Leopoldo Lopez cries previous to his imprisonment in Chacaito, Caracas. The crowd on the back accompanied him to turn himself in, to the Bolivarian National Guard. Credit: La Patilla

However, he was elected as mayor of Chacao, a district in Caracas, from 2000 to 2008, after being chosen for two consecutive periods: first from 2000 to 2004 with 51% of the votes and from 2004 to 2008 with the vast majority of 79.5%. Additionally, he is the national coordinator of Voluntad Popular.

When his second period as mayor ended, Lopez aimed to run for mayor of Caracas, but due to alleged irregularities found during his management, the “Contraloría General” issued a sanction which disabled him to opt for any charge until 2014.

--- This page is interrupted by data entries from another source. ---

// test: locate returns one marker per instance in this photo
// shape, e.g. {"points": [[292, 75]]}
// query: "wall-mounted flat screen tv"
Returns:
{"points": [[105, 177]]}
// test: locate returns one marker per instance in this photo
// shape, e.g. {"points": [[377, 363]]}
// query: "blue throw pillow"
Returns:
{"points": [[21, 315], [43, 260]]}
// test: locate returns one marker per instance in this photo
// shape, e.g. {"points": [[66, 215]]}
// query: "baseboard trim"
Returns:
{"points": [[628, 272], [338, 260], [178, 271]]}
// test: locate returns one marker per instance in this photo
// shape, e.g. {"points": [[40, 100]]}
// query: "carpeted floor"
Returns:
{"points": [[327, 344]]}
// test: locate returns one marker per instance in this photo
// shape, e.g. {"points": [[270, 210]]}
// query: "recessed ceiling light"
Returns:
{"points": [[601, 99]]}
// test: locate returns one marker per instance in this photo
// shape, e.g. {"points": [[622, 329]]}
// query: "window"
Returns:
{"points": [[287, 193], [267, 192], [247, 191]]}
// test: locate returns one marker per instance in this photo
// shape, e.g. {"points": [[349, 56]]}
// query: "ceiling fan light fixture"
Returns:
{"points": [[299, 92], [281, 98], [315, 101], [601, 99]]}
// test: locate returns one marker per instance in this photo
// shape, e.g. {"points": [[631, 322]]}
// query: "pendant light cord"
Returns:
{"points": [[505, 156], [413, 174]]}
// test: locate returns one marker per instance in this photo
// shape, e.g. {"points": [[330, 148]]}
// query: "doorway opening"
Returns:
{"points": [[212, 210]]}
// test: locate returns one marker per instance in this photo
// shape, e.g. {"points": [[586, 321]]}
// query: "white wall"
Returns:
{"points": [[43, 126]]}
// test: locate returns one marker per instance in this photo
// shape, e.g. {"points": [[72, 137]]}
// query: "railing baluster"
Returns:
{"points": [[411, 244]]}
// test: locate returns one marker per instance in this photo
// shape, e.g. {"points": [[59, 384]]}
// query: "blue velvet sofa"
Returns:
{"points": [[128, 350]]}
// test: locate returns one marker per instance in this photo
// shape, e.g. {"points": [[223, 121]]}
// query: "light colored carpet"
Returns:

As for now, the situation of Venezuela remains uncertain. For December 6, 2015, parliamentary elections are set to take place. Meanwhile, the country is going through a very concerning situation.

For instance,  there is a major national lack of basic products such as flour, milk, sugar, grains, coffee, toilet paper, medications, and many more, as the economy continues tumbling; the insecurity rate has established the country’s capital as the second most dangerous city in the world, with robberies, kidnappings and homicides happening on a daily basis and with a high level of impunity.

Moreover, economists reported that in July, the basic food basket reached an outrageous price of BsF 44.062,22, while the official minimum wage is of BsF. 7.421,68. That means that you would need to save over 5 months of your entire salary (if you earn minimum wage, which is very common) to be able to buy essential alimentary products.

Currently there is conflict with neighbor Colombia, as President Maduro deported thousands of Venezuelan/Colombian residents after some confusing facts involving military attacks in the border. The country’s politicians are calling for all of Venezuelans to go vote on December, and try to give democracy one more chance.